Why Wagenknecht Will Fail
In Germany and elsewhere, making tactical concessions to the Right isn’t just bad socialist politics — it won’t work.
Volker Schmitz recently wrote a thought-provoking piece concerning the strategy currently pursued by Sahra Wagenknecht, Die Linke’s top candidate for the upcoming Bundestag elections and the most recognizable figure on the party’s left wing. His article essentially amounts to a defense — though a conditional one — of Wagenknecht’s attacks on Chancellor Angela Merkel’s handling of the refugee crisis. He reads these as a necessary tactical posture for winning over working-class voters, who might otherwise be tempted to vote for the Alternative for Germany (AfD).
The AfD is the country’s emerging “right-wing populist party,” although this description might be too sanitized for a party whose deputies in the state assembly of Saxony have recently submitted a formal inquiry on the costs of sterilizing refugee children.
Schmitz’s article is timely.
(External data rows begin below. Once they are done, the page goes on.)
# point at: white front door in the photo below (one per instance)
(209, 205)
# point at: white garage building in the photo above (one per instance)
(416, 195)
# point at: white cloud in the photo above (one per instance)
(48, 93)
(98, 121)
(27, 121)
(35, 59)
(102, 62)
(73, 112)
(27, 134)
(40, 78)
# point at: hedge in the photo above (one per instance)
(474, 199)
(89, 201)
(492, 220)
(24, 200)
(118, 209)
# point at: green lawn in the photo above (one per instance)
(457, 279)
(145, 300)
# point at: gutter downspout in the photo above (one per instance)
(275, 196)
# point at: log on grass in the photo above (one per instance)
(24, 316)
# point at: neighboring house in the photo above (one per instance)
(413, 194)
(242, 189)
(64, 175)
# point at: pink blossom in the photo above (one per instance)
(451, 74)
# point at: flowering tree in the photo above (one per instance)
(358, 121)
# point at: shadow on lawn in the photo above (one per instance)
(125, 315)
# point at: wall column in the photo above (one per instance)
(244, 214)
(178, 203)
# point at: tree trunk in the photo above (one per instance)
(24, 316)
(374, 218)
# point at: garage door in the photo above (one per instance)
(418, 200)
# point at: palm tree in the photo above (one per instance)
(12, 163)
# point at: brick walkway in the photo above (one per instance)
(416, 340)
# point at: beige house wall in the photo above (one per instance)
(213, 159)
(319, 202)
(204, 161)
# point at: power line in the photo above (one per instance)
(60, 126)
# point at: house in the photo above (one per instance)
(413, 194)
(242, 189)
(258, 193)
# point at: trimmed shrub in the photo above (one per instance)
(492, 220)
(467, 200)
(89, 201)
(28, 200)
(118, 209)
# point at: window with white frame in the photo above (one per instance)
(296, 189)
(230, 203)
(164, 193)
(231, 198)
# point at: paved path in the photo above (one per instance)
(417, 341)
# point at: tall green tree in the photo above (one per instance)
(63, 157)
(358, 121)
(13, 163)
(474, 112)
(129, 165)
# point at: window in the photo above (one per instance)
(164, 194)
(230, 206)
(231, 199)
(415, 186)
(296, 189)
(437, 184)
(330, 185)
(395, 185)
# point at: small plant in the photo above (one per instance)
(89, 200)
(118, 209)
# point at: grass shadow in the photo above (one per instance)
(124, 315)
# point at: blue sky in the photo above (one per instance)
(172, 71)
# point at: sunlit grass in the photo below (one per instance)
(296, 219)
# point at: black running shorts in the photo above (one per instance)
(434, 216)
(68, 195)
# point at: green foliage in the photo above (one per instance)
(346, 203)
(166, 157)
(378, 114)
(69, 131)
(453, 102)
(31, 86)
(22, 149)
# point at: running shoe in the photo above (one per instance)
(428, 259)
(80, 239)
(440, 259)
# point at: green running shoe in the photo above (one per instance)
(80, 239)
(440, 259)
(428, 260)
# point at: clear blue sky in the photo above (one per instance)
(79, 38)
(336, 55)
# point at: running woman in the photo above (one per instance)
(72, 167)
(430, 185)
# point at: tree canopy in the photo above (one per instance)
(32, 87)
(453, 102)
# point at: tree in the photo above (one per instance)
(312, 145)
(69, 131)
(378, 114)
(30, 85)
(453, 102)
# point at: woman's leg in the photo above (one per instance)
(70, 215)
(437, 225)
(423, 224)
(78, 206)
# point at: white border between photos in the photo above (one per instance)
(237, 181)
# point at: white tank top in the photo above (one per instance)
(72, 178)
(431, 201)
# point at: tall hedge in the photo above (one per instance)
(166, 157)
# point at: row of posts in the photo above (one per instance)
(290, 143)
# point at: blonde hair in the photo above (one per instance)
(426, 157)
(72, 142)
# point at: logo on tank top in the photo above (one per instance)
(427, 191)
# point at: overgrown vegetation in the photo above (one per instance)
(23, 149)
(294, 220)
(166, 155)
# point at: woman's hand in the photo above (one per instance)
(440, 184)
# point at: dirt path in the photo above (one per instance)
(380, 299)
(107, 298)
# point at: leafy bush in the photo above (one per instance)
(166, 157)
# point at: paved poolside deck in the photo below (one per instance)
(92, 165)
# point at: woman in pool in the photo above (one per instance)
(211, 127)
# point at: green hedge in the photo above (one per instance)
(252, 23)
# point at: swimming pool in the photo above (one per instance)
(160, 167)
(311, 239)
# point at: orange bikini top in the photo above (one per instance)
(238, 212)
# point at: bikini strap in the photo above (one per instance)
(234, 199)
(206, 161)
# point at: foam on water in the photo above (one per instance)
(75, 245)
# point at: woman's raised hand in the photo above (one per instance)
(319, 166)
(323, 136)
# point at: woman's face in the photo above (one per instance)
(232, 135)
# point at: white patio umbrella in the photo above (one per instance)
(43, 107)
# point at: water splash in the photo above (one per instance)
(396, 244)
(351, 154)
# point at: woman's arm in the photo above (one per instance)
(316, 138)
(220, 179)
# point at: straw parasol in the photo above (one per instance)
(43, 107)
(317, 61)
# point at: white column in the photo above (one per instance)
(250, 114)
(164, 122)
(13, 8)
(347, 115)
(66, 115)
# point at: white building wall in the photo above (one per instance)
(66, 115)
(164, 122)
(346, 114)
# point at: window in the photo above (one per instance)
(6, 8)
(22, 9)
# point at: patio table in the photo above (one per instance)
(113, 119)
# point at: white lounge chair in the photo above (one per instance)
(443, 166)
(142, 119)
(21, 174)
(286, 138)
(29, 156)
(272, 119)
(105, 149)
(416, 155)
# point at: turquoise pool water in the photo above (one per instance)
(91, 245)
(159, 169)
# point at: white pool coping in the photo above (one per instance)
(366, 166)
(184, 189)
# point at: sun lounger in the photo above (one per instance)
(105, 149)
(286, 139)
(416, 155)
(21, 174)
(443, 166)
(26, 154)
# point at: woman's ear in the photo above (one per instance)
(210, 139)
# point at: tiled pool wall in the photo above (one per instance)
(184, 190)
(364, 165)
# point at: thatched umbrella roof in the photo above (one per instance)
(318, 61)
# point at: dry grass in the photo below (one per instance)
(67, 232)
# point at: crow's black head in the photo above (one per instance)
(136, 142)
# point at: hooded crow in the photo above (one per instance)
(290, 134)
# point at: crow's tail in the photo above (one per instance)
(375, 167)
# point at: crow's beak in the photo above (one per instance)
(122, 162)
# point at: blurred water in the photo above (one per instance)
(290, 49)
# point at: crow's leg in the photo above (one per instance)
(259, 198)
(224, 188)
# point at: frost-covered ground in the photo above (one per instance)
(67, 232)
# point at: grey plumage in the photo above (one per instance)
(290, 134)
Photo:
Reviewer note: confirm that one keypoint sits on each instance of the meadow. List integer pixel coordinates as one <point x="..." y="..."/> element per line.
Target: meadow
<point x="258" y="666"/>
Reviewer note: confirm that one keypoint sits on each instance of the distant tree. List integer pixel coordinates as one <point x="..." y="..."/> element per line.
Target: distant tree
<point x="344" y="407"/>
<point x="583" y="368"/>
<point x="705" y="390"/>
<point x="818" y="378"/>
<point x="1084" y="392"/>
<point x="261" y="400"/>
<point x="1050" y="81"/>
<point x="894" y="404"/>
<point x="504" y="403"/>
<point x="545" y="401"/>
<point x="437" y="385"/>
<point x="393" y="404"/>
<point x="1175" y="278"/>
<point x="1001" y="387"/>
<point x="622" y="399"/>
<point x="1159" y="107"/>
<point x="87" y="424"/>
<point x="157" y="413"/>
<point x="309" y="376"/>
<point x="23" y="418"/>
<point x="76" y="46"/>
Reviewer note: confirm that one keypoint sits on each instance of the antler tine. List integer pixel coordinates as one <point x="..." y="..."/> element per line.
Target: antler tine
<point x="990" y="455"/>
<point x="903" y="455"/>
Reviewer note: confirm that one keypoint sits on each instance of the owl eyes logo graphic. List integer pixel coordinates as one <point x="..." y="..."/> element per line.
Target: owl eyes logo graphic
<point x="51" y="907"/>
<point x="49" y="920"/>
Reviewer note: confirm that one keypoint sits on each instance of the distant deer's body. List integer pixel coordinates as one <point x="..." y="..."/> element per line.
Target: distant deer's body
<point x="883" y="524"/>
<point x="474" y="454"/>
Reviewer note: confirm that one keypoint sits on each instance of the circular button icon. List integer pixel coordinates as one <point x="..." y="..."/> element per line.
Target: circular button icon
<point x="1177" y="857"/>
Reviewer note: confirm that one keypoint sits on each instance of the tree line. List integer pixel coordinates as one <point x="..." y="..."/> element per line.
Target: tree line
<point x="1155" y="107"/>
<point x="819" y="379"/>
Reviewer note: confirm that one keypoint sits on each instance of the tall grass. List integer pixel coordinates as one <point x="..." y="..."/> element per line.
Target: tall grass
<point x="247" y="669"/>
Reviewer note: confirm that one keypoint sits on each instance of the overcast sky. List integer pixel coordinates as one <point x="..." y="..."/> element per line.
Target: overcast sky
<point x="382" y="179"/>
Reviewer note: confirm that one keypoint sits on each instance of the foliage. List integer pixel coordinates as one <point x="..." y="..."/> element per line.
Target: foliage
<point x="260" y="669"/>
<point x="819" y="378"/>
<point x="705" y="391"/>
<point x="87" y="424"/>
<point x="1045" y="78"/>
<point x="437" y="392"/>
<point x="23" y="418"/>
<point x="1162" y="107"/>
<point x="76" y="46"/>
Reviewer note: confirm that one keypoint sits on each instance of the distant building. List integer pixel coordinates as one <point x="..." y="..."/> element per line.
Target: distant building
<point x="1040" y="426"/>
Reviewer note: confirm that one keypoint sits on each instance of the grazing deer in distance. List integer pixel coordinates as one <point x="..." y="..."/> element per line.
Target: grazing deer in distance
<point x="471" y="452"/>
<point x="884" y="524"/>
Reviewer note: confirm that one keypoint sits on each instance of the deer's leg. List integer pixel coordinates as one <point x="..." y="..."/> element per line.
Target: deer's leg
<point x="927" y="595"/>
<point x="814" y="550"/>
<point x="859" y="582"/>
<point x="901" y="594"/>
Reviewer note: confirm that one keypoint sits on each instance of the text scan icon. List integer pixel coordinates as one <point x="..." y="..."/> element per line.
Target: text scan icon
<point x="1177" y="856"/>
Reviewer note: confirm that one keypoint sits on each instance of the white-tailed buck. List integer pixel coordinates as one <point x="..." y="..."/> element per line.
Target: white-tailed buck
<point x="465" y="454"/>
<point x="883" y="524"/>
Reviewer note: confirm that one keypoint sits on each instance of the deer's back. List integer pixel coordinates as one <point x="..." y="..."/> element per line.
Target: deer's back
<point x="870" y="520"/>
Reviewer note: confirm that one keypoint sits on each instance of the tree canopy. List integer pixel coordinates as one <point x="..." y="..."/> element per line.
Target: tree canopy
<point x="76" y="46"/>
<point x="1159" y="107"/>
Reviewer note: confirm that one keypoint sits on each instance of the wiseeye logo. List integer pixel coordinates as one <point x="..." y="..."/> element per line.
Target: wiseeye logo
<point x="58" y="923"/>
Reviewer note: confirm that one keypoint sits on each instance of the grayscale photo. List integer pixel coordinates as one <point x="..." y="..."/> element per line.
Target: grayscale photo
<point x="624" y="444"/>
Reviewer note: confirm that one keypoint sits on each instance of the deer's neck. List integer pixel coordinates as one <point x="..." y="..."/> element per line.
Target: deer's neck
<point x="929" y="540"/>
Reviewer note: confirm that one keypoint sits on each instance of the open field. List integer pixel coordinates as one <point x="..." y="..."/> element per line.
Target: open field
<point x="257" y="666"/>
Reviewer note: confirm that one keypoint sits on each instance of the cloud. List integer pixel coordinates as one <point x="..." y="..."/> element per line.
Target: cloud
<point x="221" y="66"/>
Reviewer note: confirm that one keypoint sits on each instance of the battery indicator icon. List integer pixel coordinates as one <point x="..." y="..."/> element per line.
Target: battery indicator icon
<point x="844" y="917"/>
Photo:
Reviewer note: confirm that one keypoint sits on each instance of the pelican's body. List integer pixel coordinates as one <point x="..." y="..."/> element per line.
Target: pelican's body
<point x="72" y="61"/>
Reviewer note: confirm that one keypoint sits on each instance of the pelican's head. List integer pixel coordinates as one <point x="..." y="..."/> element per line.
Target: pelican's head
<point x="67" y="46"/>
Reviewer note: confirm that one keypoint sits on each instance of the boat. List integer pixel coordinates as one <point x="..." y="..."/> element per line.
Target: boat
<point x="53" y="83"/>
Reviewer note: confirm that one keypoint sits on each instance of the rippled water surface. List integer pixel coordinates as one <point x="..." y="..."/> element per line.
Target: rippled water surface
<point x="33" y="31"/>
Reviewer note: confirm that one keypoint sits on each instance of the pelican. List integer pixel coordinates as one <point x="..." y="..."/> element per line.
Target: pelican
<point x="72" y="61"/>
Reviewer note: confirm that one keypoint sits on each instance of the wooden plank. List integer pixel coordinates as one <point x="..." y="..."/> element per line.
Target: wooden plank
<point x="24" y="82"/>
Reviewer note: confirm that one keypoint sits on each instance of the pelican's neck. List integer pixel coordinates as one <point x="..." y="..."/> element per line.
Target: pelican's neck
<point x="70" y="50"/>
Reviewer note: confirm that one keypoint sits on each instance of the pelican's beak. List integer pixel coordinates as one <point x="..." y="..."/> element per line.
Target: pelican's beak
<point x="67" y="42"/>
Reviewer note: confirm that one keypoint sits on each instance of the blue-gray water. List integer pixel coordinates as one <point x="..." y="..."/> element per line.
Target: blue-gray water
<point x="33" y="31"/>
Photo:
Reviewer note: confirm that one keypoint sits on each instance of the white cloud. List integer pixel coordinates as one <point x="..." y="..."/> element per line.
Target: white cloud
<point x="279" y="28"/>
Since Syriza’s capitulation in the summer of 2015, the weakened left, in Europe and also beyond, has been soul-searching. It is trying to reinvent itself in a world where its predictions about capitalism’s worst crisis since the 1930s are validated on a daily basis, but where the main beneficiaries of the political center’s unraveling are forces that fuse anti-establishment rhetoric with latent and not-so-latent racism. The situation poses a pressing challenge for the Left, not least because these racist forces appear to have made significant inroads among the “traditional” working class, historically the backbone of trade unionism and social democracy.